Depuis des années, le climatologue et professeur de physique suisse Reto Knutti ne se lasse pas de sensibiliser la société et les politiques aux risques de notre mode de vie: «Nous avons le choix. Nous savons que nous devons réagir au changement climatique, mais nous ne sommes pas encore d’accord sur la manière de le faire.» Sa déclaration suscite également des critiques. Selon lui, c’est à cause de la lenteur du système politique que d’importants projets de loi sur le climat sont restés au point mort.

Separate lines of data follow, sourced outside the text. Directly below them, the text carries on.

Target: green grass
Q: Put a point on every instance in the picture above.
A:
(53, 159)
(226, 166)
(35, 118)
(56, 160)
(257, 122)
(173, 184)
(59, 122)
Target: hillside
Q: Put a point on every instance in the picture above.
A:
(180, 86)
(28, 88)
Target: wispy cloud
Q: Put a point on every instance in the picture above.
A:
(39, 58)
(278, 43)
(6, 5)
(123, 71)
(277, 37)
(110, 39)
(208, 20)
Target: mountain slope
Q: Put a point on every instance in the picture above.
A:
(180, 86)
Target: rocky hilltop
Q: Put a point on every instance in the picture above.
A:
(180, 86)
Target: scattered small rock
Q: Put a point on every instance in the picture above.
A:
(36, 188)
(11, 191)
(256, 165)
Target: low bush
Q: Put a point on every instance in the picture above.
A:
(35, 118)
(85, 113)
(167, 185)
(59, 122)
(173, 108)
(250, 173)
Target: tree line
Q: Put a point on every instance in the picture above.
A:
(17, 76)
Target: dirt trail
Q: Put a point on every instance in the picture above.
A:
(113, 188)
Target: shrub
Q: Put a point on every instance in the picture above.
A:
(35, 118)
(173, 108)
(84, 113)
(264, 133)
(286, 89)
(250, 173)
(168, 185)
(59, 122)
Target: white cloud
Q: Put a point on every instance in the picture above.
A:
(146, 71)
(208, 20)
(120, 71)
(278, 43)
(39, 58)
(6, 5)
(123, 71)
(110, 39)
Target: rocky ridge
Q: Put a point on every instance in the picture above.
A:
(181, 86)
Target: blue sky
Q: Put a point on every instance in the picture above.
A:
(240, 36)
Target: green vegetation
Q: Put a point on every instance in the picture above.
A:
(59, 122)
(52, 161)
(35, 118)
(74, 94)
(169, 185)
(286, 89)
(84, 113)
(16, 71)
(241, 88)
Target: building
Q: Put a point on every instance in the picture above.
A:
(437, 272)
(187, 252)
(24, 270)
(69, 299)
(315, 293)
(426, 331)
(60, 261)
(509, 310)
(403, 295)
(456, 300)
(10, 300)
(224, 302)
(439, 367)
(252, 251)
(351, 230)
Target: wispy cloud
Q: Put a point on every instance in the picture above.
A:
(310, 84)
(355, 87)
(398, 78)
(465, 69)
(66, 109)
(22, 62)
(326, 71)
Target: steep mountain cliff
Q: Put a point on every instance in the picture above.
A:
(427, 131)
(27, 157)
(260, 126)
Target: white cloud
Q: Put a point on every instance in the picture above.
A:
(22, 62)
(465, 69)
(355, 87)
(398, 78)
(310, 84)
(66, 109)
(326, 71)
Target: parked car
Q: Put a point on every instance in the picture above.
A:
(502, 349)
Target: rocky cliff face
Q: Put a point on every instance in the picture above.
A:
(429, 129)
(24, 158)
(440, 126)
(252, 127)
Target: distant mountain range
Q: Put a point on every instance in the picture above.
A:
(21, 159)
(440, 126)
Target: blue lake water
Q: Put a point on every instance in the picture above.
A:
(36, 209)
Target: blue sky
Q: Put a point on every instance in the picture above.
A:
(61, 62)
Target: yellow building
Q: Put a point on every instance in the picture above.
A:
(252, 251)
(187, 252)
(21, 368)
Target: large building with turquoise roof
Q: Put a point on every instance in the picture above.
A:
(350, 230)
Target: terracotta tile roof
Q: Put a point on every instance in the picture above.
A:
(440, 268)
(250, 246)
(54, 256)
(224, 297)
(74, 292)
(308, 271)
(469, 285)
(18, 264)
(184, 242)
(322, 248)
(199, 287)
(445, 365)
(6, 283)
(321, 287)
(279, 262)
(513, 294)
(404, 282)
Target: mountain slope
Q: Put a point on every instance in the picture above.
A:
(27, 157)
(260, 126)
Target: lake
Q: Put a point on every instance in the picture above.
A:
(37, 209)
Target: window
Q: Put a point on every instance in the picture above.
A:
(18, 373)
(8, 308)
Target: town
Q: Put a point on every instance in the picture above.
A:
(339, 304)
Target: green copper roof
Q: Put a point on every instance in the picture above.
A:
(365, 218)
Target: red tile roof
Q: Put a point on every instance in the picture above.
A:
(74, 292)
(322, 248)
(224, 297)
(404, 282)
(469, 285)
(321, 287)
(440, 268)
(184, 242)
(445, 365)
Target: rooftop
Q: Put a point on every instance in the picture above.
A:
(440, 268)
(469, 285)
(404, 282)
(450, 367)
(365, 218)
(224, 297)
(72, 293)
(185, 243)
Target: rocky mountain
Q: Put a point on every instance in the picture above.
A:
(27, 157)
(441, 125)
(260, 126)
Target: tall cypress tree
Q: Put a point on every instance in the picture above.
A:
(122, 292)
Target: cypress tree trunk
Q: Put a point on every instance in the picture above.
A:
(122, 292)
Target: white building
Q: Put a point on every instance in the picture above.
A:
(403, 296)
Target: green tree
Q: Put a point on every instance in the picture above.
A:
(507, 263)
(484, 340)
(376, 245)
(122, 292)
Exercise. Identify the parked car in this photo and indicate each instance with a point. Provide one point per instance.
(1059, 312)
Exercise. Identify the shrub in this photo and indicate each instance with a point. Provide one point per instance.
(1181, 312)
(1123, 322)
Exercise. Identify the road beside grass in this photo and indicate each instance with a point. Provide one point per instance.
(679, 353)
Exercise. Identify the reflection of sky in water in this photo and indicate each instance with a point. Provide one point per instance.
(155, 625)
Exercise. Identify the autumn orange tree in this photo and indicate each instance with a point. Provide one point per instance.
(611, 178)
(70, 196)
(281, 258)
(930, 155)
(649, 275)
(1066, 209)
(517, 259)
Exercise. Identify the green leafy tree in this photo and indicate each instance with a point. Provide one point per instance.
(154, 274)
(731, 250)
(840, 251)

En fait, le rejet de la loi sur le CO2 a fait prendre à la Suisse un retard considérable dans la réalisation de ses objectifs climatiques. Presque personne ne s’attendait à ce que même le compromis du compromis tombe à l’eau. «La politique d’intérêts de l’UDC et du lobby pétrolier et automobile a rendu impossible toute décision rationnelle dans ce cas», déplore le climatologue.
La tentative de la dernière chance
Aujourd’hui, la Suisse se lance dans une nouvelle tentative. Mercredi, le gouvernement national a adopté un contre-projet direct à l’initiative sur les glaciers. Il souhaite inscrire dans la constitution le même objectif que les initiateurs: zéro émission nette de gaz à effet de serre d’ici à 2050.
Contrairement aux propositions de l’initiative, le Conseil fédéral rejette l’interdiction d’utilisation des énergies fossiles et veut rendre la transformation «économiquement supportable». La traduction concrète de ce que cela signifie n’est pas vraiment claire.
Ce qui est sûr, c’est qu’il s’agit probablement d’une des dernières chances de sauver la politique climatique suisse.